[jira] [Comment Edited] (FLINK-20097) Race conditions in InputChannel.ChannelStatePersister (confirm)

Roman Khachatryan (Jira) Wed, 11 Nov 2020 12:06:23 -0800


    [ 
https://issues.apache.org/jira/browse/FLINK-20097?page=com.atlassian.jira.plugin.system.issuetabpanels:comment-tabpanel&focusedCommentId=17230183#comment-17230183
 ]


Roman Khachatryan edited comment on FLINK-20097 at 11/11/20, 8:05 PM:
----------------------------------------------------------------------

OK, the tests fail with the increased checkpointing frequency plus some other 
settings updated.
 I don't know whether the root cause is what I described above.

Changes:
{code:java}
long minCheckpoints = 100;

env.enableCheckpointing(10);
env.getCheckpointConfig().setAlignmentTimeout(0);
env.getCheckpointConfig().setCheckpointTimeout(10); // minimum allowed
env.getCheckpointConfig().setMaxConcurrentCheckpoints(1);
env.getCheckpointConfig().setMinPauseBetweenCheckpoints(0);
env.getCheckpointConfig().setTolerableCheckpointFailureNumber(Integer.MAX_VALUE);

// can be lower because of the high TolerableCheckpointFailureNumber
// collector.checkThat(result.<Integer>getAccumulatorResult(NUM_FAILURES), 
equalTo(EXPECTED_FAILURES));

sink:
    if (random.nextInt(100) == 42) {
        Thread.sleep(7);
    }
{code}
Failures:
 shouldPerformUnalignedCheckpointOnParallelRemoteChannel: NUM_DUPLICATES > 0 (2 
out of 70 runs)

With CheckpointTimeout 5, interval 1, sleep 1 
I also get: two out-of-order and one corrupted state on recovery:
{code}
Caused by: java.io.EOFException
        at 
org.apache.flink.core.memory.DataInputDeserializer.readByte(DataInputDeserializer.java:134)
        at 
org.apache.flink.streaming.runtime.streamrecord.StreamElementSerializer.deserialize(StreamElementSerializer.java:199)
        at 
org.apache.flink.streaming.runtime.streamrecord.StreamElementSerializer.deserialize(StreamElementSerializer.java:46)
        at 
org.apache.flink.runtime.plugable.NonReusingDeserializationDelegate.read(NonReusingDeserializationDelegate.java:55)
        at 
org.apache.flink.runtime.io.network.api.serialization.SpillingAdaptiveSpanningRecordDeserializer.getNextRecord(SpillingAdaptiveSpanningRecordDeserializer.java:92)
        at 
org.apache.flink.streaming.runtime.io.StreamTaskNetworkInput.emitNext(StreamTaskNetworkInput.java:145)
        at 
org.apache.flink.streaming.runtime.io.StreamOneInputProcessor.processInput(StreamOneInputProcessor.java:67)
        at 
org.apache.flink.streaming.runtime.tasks.StreamTask.processInput(StreamTask.java:372)
        at 
org.apache.flink.streaming.runtime.tasks.mailbox.MailboxProcessor.runMailboxLoop(MailboxProcessor.java:186)
        at 
org.apache.flink.streaming.runtime.tasks.StreamTask.runMailboxLoop(StreamTask.java:574)
        at 
org.apache.flink.streaming.runtime.tasks.StreamTask.invoke(StreamTask.java:538)
        at org.apache.flink.runtime.taskmanager.Task.doRun(Task.java:722)
        at org.apache.flink.runtime.taskmanager.Task.run(Task.java:547)
        at java.lang.Thread.run(Thread.java:748)
{code}
Corrupted state is very similar to what I observed in FLINK-19681.
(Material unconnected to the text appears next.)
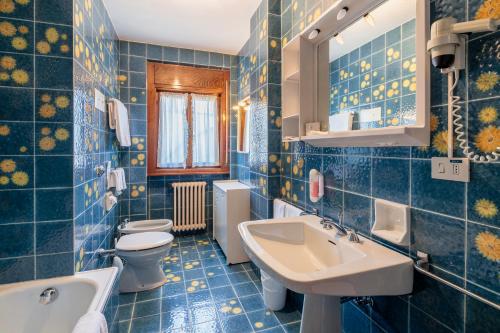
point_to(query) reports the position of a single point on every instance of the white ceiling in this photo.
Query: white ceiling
(210, 25)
was (Author: roman_khachatryan):
OK, the tests fail with the increased checkpointing frequency plus some other 
settings updated.
 I don't know whether the root cause is what I described above.

Changes:
{code:java}
long minCheckpoints = 100;

env.enableCheckpointing(10);
env.getCheckpointConfig().setAlignmentTimeout(0);
env.getCheckpointConfig().setCheckpointTimeout(10); // minimum allowed
env.getCheckpointConfig().setMaxConcurrentCheckpoints(1);
env.getCheckpointConfig().setMinPauseBetweenCheckpoints(0);
env.getCheckpointConfig().setTolerableCheckpointFailureNumber(Integer.MAX_VALUE);

// can be lower because of the high TolerableCheckpointFailureNumber
// collector.checkThat(result.<Integer>getAccumulatorResult(NUM_FAILURES), 
equalTo(EXPECTED_FAILURES));

sink:
    if (random.nextInt(100) == 42) {
        Thread.sleep(7);
    }
{code}
Failures:
 shouldPerformUnalignedCheckpointOnParallelRemoteChannel: NUM_DUPLICATES > 0 (2 
out of 70 runs)

I've also observed recovery problems (corrupted stream) similar to FLINK-19681 
likely caused by corrupted InputChannel state.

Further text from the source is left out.